NOTEWORTHY: The economic data was mixed again last week. The PPI inflation report confirmed the trend to higher headline inflation, while the core measure was muted again. Energy - obviously the main culprit for the higher prices - has meanwhile started a corrective phase. This is just anecdotal evidence, but gasoline prices in our neck of the woods have declined approximately 20% from the peak levels at the beginning of September. With lower energy prices and a stronger dollar I believe we have seen the highs in measured inflation in the short run. This dynamic will be a supportive factor for the bond market. Next week's economic data will be sparse again. Highlights in the US include the Durable Goods Report on Thursday and the GDP report along with Consumer Confidence and Personal Consumption data on Friday. The quarterly reporting season will continue to be in full swing. In Canada the CPI report on Tuesday will be the highlight to keep an eye on.

INFLUENCES: The latest Treasury market surveys are still predominantly bearish. While a number of surveys are not near extreme levels any more, bond bears still outnumber bulls by a 2:1 margin. The 'smart money' commercials have marginally decreased their long positions in the 10 year note futures from 142k to 128k this past week. This number has no added value for forecasting bonds at this point. Seasonals are now positive for the bond market. On the technical front, the 10 year Treasury note has managed to hold the 4.5% level and bounced to a lower yield.

RATES: US Long Bond futures closed at 113-23, up a dollar this past week, while the yield on the US 10-year note decreased 10 basis points to 4.38%. The Canada - US 10 year spread was in 9 bps to -35 basis points. This spread has more room to narrow, so traders are advised to remain short Canadian 10 year bonds against a long position in US 10 year bonds. This trade was initiated at pick-up 50 basis points. The belly of the Canadian curve outperformed the wings by 4 basis points last week. Selling Canada 3.25% 12/2006 and Canada 5.75% 6/2033 to buy Canada 5.25% 6/2012 was at pick-up of 16 basis points. I would like to reiterate last week's comment: we are pushing into neutral territory, all you little bond portfolio managers who made oodles of money having been heavily overweight the middle part (a.k.a. the belly) of the yield curve, you should start lightening up on these positions. The recommendation is to take a few chips off the table, but not to completely exit the trade as yet. Assuming an unchanged curve, considering a 3-month time horizon, the total return (including roll-down) for the Canada bond maturing in 2014 is the best value on the curve. In the long end, the Canada 8% bonds maturing on June 1, 2023 continue to be the cheapest issue on a relative basis.
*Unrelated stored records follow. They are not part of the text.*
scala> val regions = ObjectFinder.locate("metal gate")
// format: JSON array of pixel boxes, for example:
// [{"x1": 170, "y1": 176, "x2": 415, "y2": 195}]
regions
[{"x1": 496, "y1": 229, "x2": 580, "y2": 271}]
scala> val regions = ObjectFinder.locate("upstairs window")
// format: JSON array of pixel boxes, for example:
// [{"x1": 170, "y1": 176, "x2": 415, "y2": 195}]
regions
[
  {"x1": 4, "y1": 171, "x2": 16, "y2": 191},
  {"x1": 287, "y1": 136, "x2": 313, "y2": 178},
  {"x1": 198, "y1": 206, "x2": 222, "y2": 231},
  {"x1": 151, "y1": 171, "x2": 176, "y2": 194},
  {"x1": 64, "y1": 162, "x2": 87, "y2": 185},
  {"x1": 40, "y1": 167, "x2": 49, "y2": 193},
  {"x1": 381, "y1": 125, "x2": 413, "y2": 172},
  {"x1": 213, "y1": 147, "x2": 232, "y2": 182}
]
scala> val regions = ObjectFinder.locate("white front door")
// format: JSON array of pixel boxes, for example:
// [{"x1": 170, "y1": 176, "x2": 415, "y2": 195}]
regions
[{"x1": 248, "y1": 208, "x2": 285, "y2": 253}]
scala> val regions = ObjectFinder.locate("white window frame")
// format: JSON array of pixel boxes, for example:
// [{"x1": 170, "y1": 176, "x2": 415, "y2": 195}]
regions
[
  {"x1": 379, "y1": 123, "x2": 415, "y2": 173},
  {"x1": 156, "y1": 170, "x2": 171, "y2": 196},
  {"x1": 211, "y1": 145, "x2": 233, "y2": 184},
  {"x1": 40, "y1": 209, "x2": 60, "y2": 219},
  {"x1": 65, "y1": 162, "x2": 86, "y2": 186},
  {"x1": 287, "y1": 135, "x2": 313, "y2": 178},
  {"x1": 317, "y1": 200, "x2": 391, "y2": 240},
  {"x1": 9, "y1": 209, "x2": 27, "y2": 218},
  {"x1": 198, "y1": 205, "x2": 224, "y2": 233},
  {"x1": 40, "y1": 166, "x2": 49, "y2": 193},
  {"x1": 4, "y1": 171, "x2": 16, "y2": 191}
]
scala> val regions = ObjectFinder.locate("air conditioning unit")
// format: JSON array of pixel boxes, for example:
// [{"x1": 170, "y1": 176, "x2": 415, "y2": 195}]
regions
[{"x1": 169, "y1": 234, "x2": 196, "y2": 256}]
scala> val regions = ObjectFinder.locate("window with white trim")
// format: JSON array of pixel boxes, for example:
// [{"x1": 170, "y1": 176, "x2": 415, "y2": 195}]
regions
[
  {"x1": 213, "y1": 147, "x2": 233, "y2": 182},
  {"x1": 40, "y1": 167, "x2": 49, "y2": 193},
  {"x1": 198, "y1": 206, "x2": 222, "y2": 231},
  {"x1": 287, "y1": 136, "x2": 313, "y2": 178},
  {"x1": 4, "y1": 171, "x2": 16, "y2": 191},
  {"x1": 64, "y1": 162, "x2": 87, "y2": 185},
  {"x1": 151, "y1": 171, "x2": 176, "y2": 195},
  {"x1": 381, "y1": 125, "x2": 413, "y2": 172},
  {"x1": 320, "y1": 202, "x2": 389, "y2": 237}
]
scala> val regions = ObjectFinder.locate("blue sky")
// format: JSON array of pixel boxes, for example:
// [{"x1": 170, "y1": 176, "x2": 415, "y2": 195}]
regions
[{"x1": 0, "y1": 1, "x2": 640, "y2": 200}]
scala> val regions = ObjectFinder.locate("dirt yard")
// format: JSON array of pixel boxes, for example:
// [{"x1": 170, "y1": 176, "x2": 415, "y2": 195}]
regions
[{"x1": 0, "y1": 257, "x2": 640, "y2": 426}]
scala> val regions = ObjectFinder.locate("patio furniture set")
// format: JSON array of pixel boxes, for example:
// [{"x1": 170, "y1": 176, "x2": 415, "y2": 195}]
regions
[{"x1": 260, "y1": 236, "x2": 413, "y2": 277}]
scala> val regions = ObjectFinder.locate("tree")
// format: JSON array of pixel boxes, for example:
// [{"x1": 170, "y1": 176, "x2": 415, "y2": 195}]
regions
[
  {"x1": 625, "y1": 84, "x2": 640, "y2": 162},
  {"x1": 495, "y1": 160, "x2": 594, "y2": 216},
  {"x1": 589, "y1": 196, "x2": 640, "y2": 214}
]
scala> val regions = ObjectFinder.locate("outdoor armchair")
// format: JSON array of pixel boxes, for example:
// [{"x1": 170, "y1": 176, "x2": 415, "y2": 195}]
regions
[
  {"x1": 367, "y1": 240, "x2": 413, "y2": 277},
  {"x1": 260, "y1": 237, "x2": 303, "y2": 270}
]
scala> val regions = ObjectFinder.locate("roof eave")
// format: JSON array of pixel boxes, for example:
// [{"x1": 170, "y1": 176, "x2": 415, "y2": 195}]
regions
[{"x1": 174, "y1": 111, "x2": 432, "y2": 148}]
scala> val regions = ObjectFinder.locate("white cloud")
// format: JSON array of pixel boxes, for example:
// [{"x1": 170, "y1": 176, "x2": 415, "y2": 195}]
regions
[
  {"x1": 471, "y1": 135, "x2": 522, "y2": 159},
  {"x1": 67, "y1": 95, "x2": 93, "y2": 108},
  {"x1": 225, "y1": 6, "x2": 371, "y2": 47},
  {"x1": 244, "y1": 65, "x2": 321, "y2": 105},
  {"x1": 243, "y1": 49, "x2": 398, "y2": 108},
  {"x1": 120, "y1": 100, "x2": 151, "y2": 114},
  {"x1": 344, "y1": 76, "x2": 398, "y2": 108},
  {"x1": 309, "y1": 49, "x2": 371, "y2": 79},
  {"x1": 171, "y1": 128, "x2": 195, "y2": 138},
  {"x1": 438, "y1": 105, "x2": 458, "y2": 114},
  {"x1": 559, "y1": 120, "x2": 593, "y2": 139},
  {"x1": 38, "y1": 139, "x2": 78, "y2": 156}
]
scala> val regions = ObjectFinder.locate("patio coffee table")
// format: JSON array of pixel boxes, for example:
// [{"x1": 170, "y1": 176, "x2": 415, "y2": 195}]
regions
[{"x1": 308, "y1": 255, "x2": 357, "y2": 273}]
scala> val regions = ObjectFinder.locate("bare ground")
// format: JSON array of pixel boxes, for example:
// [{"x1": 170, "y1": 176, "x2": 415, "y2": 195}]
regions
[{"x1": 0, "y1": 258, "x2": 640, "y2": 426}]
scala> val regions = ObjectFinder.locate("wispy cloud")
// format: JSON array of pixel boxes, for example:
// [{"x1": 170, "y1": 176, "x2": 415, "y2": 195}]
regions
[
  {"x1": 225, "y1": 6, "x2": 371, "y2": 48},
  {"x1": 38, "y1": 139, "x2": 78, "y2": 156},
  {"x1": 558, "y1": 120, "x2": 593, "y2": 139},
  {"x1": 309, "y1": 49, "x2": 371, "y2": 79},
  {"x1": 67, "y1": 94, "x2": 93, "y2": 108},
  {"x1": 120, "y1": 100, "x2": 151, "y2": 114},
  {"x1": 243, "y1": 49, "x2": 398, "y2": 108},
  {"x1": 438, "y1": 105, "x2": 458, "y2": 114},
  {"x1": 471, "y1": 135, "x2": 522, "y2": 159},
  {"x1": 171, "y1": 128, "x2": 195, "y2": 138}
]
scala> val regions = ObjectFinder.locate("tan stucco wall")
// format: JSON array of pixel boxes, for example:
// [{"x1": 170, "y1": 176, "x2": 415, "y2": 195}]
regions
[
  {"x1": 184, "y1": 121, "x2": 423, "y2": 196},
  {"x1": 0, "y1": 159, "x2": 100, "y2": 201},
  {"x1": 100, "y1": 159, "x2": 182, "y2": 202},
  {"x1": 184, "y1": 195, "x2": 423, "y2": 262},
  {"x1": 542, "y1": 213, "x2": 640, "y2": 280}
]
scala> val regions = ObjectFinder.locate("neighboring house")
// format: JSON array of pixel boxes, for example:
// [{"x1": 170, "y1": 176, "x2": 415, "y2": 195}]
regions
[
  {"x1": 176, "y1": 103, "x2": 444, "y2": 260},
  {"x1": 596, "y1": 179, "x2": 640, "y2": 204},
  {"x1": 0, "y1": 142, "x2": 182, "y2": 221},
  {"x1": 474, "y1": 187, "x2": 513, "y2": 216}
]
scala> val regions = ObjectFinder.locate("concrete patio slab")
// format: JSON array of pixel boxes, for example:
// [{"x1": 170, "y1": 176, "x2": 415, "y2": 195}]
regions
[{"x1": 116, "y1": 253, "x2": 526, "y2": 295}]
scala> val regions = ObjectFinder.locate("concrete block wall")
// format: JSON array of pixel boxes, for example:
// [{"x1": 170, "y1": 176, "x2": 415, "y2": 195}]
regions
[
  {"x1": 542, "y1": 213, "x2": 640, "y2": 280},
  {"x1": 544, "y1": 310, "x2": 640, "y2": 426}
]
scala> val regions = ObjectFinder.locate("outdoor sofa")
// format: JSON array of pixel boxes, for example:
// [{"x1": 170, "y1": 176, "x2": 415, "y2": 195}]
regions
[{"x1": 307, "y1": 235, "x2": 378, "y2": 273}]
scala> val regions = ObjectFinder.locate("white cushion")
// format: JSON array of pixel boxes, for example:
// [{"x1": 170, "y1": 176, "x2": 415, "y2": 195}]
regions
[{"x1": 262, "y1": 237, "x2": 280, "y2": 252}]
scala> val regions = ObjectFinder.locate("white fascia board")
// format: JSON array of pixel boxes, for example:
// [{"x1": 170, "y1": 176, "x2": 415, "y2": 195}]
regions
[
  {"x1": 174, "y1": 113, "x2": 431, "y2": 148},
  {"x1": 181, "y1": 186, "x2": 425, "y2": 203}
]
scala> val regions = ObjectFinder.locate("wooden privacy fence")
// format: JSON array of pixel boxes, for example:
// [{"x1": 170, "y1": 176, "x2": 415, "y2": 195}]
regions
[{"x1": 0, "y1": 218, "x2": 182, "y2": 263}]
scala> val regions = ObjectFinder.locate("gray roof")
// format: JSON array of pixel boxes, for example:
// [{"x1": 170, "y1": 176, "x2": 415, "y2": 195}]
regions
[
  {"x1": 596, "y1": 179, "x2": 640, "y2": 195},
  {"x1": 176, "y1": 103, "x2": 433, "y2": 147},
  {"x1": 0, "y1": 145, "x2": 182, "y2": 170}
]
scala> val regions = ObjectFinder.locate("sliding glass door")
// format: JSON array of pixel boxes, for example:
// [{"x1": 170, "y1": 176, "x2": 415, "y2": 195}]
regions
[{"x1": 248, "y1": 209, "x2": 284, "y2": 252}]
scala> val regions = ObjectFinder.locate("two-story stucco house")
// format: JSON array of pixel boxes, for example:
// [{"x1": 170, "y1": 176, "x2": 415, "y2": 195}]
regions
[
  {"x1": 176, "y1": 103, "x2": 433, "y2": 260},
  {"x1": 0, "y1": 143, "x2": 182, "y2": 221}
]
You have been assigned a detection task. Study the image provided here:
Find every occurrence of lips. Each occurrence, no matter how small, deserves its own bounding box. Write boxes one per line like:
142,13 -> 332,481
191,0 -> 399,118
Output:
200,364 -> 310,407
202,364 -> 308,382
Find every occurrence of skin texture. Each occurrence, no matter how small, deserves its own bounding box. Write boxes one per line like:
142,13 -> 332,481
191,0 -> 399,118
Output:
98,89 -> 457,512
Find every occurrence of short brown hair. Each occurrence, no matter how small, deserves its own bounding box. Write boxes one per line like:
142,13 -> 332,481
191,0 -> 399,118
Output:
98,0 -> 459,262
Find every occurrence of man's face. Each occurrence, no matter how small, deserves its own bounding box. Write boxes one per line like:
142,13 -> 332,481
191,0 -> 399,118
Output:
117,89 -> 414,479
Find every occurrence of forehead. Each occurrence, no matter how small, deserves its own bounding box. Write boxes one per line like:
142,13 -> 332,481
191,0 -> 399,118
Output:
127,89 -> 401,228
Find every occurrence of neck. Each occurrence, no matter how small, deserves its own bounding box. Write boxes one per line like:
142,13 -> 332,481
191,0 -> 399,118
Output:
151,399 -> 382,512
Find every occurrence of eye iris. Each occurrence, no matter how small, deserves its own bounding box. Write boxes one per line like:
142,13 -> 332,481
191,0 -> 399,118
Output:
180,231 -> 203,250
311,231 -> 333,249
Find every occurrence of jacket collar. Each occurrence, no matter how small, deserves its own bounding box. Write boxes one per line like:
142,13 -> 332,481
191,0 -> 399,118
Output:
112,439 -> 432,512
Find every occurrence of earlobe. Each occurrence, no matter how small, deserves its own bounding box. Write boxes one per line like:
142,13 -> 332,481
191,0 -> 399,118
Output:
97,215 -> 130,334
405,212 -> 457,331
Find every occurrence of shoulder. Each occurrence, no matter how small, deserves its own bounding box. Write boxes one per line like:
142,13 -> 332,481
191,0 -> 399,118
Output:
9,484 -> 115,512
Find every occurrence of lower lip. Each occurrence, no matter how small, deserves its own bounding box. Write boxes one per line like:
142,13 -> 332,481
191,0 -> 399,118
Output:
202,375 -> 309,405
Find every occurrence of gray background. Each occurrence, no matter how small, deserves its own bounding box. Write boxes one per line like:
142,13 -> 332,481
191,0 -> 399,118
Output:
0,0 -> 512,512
CORPORATES: Canadian Corporate bond spreads were mixed to wider last week. Long TransCanada Pipeline bonds were 1 wider at 115, while long Ontario bonds were also 1 wider at 48. A starter short in TRAPs was recommended at 102 in February 2004. Shorter maturity, quality corporates should be favoured over lower rated issues as I believe corporate spreads will continue to be under pressure. Any credit that is connected with the consumer and discretionary spending should be avoided. We advised to sell 10 year Canadian Bank sub-debt at a spread of 58 bps over the 10 year Canada bond a few weeks ago. This spread closed at 57 basis points on Friday - in 1 basis point on the week. Canadian credit spreads are not only expensive relative to historical averages, but also relative to international spreads.

BOTTOM LINE: The bond market has recovered somewhat after holding the key 4.5% level on the 10 year Treasury Note. The bounce has been less than spectacular. The curve is expected to retain its flattening bias. A trading position was initiated to sell 10 year Canada Bonds to buy 10 year US Treasury Notes. An overweight position in the belly of the curve is still recommended for Canadian accounts, but to a less extent than over the past 2 years. Ongoing underweight exposure for the corporate sector is advised.